O fato já é recorrente, pois no bairro há estimativa de uma população de 30 mil pessoas, há uma subestação da Neoenergia de Pernambuco – Celpe, na época o investimento ficou em média de 3 milhões de reais, mas a realidade é diferente.
O Portal Nayn Neto, conversou com os moradores que relataram insatisfação com a Celpe e alavancou críticas contra a prefeita Márcia Conrado (PT).

“Todo dia que chove falta energia, ontem faltou onze horas e veio chegar três horas da manhã, depois que fizeram essa subestação do alto foi pra esculhambar com a gente, temos que ir atrás do promotor e a prefeita, isso não pode acontecer não, agora num pague as contas não pra ver se num corta”, afirmou Sandra Maria, moradora.
“Depois que fizeram essa subestação no Alto do Bom Jesus falta energia, a questão que preocupa bastante é que fica bastante pessoas na calçada, com as portas abertas, o que facilita para os assaltos, mesmo chovendo continua abafado, porque aqui é semiárido choveu abafou… Eu acho engraçado que a Prefeitura, fala que não pode fazer nada, porque quem tem que resolver isso é a Celpe, mas não faz nada.
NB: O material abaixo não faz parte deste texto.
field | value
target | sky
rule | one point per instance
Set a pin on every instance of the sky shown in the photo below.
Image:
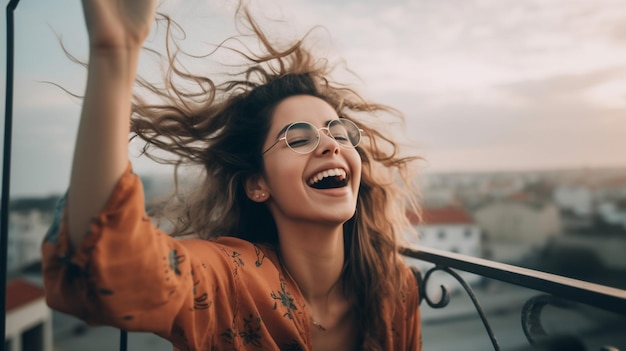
(485, 85)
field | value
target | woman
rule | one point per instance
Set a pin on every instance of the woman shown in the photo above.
(296, 219)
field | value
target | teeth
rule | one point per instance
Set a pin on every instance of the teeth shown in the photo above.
(333, 172)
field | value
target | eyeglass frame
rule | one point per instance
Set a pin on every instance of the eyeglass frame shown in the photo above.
(319, 137)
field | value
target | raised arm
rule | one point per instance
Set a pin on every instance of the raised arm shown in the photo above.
(117, 30)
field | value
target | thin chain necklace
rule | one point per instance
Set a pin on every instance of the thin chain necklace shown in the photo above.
(313, 321)
(317, 325)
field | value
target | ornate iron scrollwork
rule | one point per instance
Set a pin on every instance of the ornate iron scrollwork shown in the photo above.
(445, 297)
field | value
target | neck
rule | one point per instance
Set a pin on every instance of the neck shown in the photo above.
(314, 257)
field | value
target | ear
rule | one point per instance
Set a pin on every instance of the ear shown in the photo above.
(257, 189)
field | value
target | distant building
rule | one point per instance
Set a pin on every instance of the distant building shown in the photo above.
(29, 220)
(575, 198)
(514, 226)
(450, 229)
(28, 318)
(613, 213)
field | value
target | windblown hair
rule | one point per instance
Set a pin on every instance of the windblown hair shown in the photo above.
(222, 127)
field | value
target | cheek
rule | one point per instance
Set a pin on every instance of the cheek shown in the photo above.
(282, 175)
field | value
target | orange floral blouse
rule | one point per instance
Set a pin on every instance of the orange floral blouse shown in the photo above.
(226, 294)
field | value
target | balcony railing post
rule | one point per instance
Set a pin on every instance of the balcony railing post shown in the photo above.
(6, 165)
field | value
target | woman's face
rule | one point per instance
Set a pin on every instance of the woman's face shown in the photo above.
(309, 187)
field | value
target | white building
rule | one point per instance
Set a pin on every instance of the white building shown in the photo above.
(578, 199)
(28, 318)
(449, 229)
(26, 232)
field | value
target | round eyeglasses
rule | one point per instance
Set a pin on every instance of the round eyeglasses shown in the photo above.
(303, 137)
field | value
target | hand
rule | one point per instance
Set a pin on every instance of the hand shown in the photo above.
(118, 24)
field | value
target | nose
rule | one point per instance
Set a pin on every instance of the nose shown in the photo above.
(327, 143)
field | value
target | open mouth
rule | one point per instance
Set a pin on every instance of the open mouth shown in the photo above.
(329, 179)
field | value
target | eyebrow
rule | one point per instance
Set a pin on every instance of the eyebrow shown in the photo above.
(282, 131)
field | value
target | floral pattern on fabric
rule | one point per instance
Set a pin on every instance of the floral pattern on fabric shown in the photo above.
(226, 294)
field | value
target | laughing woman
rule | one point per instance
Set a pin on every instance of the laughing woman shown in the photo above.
(295, 220)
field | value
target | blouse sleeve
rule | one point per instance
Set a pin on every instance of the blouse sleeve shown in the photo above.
(128, 274)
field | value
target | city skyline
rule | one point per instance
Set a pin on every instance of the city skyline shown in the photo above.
(485, 85)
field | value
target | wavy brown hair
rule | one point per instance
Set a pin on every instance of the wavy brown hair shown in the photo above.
(222, 126)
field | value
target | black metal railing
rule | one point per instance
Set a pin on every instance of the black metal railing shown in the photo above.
(555, 290)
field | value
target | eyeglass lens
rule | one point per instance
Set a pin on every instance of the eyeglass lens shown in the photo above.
(303, 137)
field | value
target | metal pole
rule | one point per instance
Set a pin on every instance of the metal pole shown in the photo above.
(6, 167)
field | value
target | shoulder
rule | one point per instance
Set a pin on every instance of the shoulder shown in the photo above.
(240, 256)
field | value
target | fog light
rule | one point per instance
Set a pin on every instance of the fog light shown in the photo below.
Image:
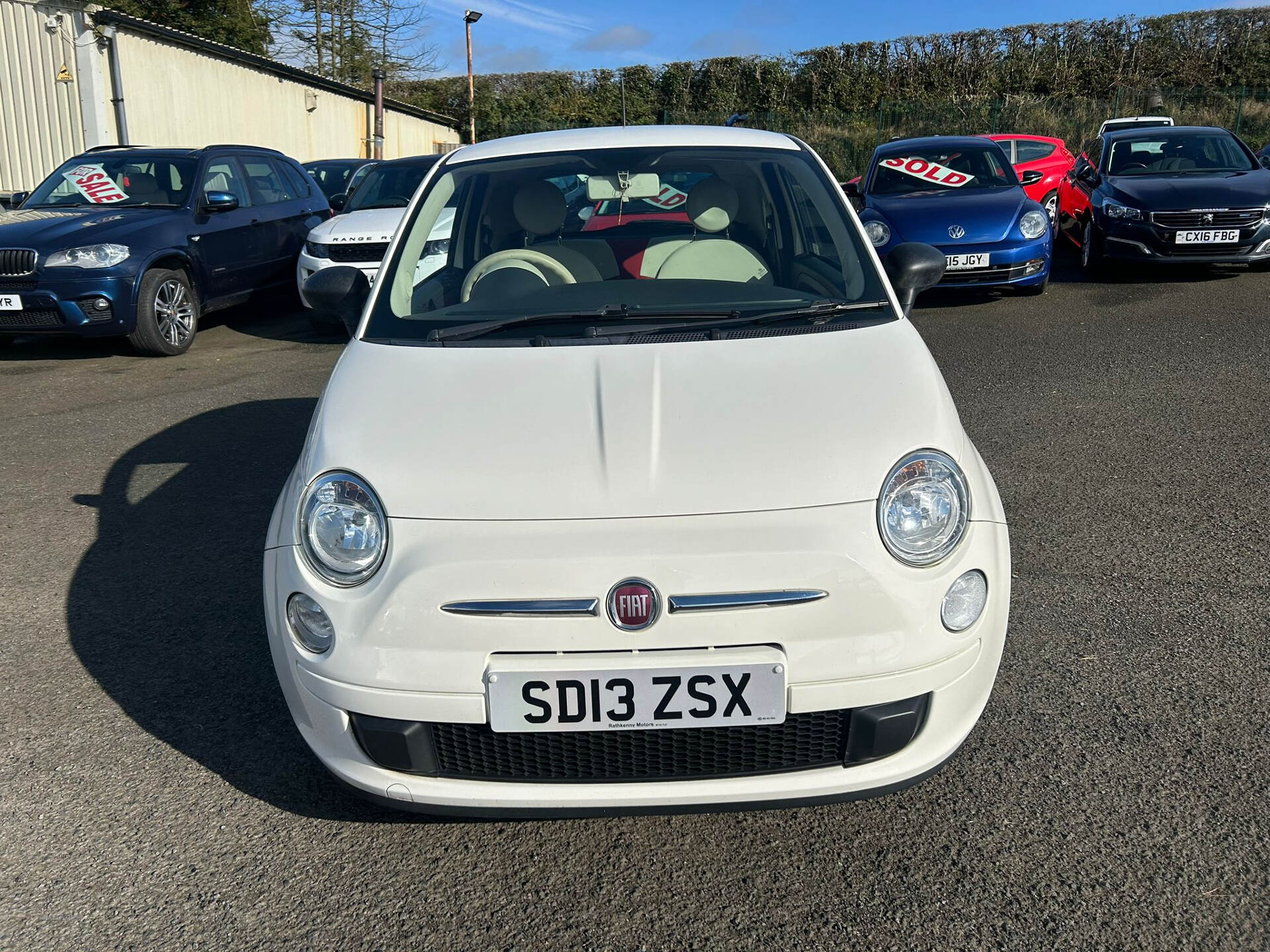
(310, 625)
(964, 601)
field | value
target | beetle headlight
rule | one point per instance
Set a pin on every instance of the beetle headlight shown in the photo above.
(1034, 223)
(923, 508)
(343, 531)
(878, 233)
(88, 257)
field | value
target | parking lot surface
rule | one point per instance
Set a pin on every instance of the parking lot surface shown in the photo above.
(157, 795)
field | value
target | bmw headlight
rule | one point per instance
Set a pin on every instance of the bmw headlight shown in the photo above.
(1034, 223)
(923, 508)
(343, 531)
(88, 257)
(878, 233)
(1114, 210)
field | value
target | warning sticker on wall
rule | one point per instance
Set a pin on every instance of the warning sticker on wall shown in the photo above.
(927, 171)
(95, 184)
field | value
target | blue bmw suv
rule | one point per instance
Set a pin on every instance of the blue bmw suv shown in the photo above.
(144, 241)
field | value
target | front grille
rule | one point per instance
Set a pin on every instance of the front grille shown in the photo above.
(13, 320)
(997, 272)
(16, 262)
(359, 252)
(1232, 219)
(803, 742)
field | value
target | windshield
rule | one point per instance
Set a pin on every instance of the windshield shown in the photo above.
(117, 178)
(935, 171)
(1160, 154)
(760, 231)
(333, 177)
(389, 186)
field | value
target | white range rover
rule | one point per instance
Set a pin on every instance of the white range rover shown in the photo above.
(360, 233)
(672, 513)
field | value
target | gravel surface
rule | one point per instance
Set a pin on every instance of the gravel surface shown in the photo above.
(154, 793)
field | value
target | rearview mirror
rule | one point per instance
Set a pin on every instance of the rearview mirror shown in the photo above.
(341, 291)
(912, 270)
(216, 202)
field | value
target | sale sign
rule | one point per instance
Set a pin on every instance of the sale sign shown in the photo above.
(95, 184)
(927, 171)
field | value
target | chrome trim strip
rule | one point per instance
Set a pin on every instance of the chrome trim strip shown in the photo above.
(527, 607)
(742, 600)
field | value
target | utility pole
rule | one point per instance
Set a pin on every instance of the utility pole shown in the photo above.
(470, 17)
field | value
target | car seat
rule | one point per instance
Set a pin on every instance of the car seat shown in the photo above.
(712, 207)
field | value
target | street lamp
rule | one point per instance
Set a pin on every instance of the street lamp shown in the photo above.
(470, 17)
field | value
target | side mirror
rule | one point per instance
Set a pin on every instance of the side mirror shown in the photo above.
(341, 291)
(912, 270)
(216, 202)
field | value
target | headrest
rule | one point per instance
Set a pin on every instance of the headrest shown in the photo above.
(540, 208)
(713, 205)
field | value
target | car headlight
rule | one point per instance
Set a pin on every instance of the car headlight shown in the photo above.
(1034, 223)
(923, 508)
(878, 233)
(343, 531)
(88, 257)
(1114, 210)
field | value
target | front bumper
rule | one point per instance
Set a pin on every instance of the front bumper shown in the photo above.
(875, 640)
(1147, 241)
(67, 303)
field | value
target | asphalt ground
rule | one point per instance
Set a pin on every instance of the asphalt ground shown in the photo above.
(154, 793)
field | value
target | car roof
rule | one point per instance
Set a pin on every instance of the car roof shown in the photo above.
(901, 145)
(624, 138)
(1159, 130)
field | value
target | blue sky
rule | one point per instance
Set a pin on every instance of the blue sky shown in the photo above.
(570, 34)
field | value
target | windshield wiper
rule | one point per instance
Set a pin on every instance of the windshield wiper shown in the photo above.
(466, 332)
(818, 313)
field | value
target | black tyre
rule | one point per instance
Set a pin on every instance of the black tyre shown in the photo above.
(1091, 251)
(167, 314)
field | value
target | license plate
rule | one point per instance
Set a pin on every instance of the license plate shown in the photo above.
(701, 696)
(1208, 238)
(960, 263)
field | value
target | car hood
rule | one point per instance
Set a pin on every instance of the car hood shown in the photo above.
(987, 215)
(1158, 193)
(370, 225)
(632, 430)
(52, 229)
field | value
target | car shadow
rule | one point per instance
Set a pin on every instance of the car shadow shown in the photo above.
(165, 607)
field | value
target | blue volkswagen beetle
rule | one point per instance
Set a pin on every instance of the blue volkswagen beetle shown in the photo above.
(962, 196)
(144, 241)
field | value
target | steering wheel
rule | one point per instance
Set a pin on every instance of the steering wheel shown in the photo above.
(513, 254)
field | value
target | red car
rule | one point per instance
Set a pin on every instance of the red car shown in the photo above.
(1043, 154)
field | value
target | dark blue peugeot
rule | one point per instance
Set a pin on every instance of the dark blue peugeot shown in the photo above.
(144, 241)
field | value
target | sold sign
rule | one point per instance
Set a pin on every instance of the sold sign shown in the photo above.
(95, 184)
(927, 171)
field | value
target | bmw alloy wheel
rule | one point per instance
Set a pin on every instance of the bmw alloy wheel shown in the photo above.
(175, 313)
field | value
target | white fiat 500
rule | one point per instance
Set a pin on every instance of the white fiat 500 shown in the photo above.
(673, 513)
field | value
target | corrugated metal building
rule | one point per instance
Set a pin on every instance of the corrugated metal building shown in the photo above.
(58, 95)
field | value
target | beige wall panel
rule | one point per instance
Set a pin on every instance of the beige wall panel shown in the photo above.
(40, 117)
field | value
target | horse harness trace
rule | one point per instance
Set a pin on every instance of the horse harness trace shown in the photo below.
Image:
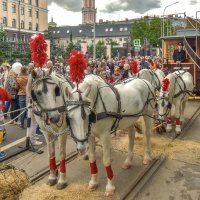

Até agora não vi Márcia Conrado se pronunciar sobre o que está acontecendo, não mover um dedo sobre pra melhorar. Eu espero que as autoridades competentes tomem providência, porque não é de hoje que isso acontece, no começo do ano foi a mesma coisa, tem gente idosa, o meu filho é autista, toda vez que falta energia é uma gritaria, eu acho um descaso com a população que moram aqui”, contou Karla Viedja, moradora.
“Não entendo porque toda vez que chove falta energia, eu queria só que meu ventilador queimasse com esses piscas piscas, besta dessa energia para vê se eu num ia ‘botar’ a Celpe pra pagar, não aguento mais toda vez esse muido”, lamentou Maria Clara, moradora.
O Portal NN, mais uma vez, entrou em contato com a Celpe, para saber o posicionamento da empresa sobre o ocorrido, mas até o momento da publicação desta matéria, não obteve respostas.